廊下の角を曲がり、暗くて生徒たちにはあまり利用されない、職員室側の階段を上がったところで、いろいろなものを溜めこんで湯気を上げている紗弓の後ろ姿に出くわした。
彼女は階段の壁に拳を打ちつけると、両手で前髪の生え際辺りをガシガシとかきむしっていた。
泣いているのかと思ったが、案外そうでもなくて、彼女の背中はそれよりもずっと大きな憤りのようなものに満ちあふれていた。

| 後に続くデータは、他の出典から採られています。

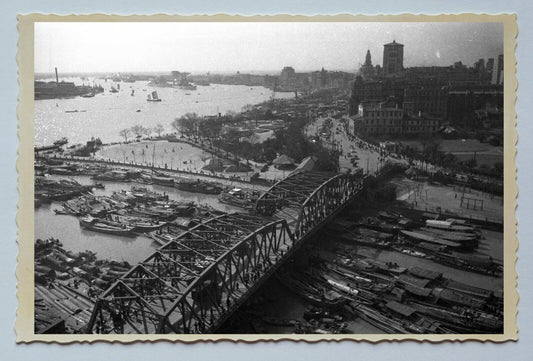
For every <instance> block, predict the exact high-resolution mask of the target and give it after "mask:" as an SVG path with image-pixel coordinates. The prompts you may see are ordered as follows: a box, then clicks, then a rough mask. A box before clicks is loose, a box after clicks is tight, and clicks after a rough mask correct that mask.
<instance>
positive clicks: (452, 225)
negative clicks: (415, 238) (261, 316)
mask: <svg viewBox="0 0 533 361" xmlns="http://www.w3.org/2000/svg"><path fill="white" fill-rule="evenodd" d="M426 226H427V227H430V228H437V229H443V230H447V231H453V232H467V233H474V232H475V231H476V229H475V228H474V227H470V226H462V225H454V223H453V222H450V221H436V220H430V219H428V220H426Z"/></svg>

対する自分の方はというと、もっと取り乱しているかと思ったら、案外そうでもなくて、むしろ彼女の背中から飛びだしているシャツ裾の方が気にかかっていた。
「……ごめんね。紗弓」
言った声はすこぶる落ちついていて、平坦だった。
たぶん、侑記が助け船を出せなかったために謝っていると理解したのだろう、紗弓が長い黒髪の隙間からじっとりと湿っぽくこちらを向いた。

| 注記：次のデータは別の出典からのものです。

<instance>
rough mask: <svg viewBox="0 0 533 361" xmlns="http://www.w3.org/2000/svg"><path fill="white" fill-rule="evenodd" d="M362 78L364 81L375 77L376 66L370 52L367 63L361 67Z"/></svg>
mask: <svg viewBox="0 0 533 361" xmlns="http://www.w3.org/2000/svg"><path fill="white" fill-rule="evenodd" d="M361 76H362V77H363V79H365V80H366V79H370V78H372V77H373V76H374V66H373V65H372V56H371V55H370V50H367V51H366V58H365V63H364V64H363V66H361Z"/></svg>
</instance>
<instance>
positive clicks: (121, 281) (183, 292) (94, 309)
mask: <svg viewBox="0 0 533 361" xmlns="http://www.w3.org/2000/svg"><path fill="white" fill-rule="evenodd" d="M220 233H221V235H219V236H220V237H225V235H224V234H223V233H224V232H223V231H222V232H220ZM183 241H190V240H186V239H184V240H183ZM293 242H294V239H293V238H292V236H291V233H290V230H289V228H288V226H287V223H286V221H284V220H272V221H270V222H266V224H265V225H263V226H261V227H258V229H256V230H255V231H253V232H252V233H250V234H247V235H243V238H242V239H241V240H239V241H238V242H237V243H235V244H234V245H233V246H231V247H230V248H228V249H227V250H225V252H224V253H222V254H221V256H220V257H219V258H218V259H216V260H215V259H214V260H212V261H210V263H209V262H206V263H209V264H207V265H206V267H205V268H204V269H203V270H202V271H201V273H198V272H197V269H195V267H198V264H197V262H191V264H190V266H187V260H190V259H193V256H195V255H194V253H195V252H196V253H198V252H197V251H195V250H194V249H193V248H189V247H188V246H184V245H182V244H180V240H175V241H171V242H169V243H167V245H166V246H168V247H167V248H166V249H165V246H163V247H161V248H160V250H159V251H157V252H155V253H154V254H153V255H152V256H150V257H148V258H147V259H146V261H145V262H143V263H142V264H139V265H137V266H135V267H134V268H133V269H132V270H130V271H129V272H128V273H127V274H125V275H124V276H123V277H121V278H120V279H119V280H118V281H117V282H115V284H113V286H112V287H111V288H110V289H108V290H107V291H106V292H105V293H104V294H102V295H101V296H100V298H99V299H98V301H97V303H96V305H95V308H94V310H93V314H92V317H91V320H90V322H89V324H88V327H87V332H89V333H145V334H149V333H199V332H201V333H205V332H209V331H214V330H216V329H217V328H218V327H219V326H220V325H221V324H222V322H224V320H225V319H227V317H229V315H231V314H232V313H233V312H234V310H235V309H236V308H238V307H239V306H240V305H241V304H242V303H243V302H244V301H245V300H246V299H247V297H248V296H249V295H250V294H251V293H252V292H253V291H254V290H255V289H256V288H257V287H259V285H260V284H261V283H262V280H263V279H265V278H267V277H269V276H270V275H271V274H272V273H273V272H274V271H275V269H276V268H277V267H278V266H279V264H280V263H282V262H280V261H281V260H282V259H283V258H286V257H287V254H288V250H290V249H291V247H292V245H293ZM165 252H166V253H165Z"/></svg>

黒髪とコントラストを織りなす血走った目が、一昨日図鑑でみた毒キノコの姿を思わせて、ああ、今なら彼女は首を絞めて何かを殺せるな、と侑記はひどく自分勝手なことを思った。
そしてその矛先が自分に向かったとしたら、それはそれで仕方がないな、などとも考えていた。
「ごめん」
もう一度謝れば、なんで、という形に紗弓の口が動く。
本当に声が出なくなったのかと思うほど、彼女の口からは言葉という言葉がまるっきりでてこなかった。
――なんで、謝ってるの。
「わからない。でも、謝らなければならないような気がして」
取りつくろうようにぎこちなく言うと、紗弓は何故か強張っていた顔を崩して笑った。
そうしてさっきまでさんざん怒っていた顔をくしゃりと歪めて、ぼろぼろとみっともない涙をこぼしながら声を出して笑った。

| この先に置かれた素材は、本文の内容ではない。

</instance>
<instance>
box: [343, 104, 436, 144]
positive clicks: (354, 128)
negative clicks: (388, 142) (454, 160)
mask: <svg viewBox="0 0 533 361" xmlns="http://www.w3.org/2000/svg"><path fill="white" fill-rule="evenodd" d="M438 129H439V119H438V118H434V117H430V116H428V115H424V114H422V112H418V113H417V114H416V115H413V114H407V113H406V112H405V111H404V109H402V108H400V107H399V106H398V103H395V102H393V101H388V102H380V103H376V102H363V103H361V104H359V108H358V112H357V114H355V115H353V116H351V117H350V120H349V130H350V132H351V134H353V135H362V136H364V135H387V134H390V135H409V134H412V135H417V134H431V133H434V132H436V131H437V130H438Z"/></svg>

けたけたと笑いながら痙攣するようにしゃくりあげて、「たまにはこういうのもいいね」と、今度は場違いなほど呑気なことを言った。
そうしてその後にくしゃみとは呼べないほど小さなくしゃみを、立て続けに三つほどしてからもう一度情けなく微笑んだ。
あんなくしゃみじゃすっきりしないよなぁと憐れに思った侑記は、それでもやっぱり彼女と同じように眉を下げて笑うしかなかった。
侑記は思う。
今日の昼休み、
彼女はきっとオルガンを弾かない。
きっと、雨だれの滴る彼女の机からは、ごりごりと紙くずを切り裂くシュレッダーの音が聞こえて来ることだろう。
ががががが、ぐしゃぐしゃぐしゃ、という、歯茎に何かが挟まったような、すさまじい轟音が。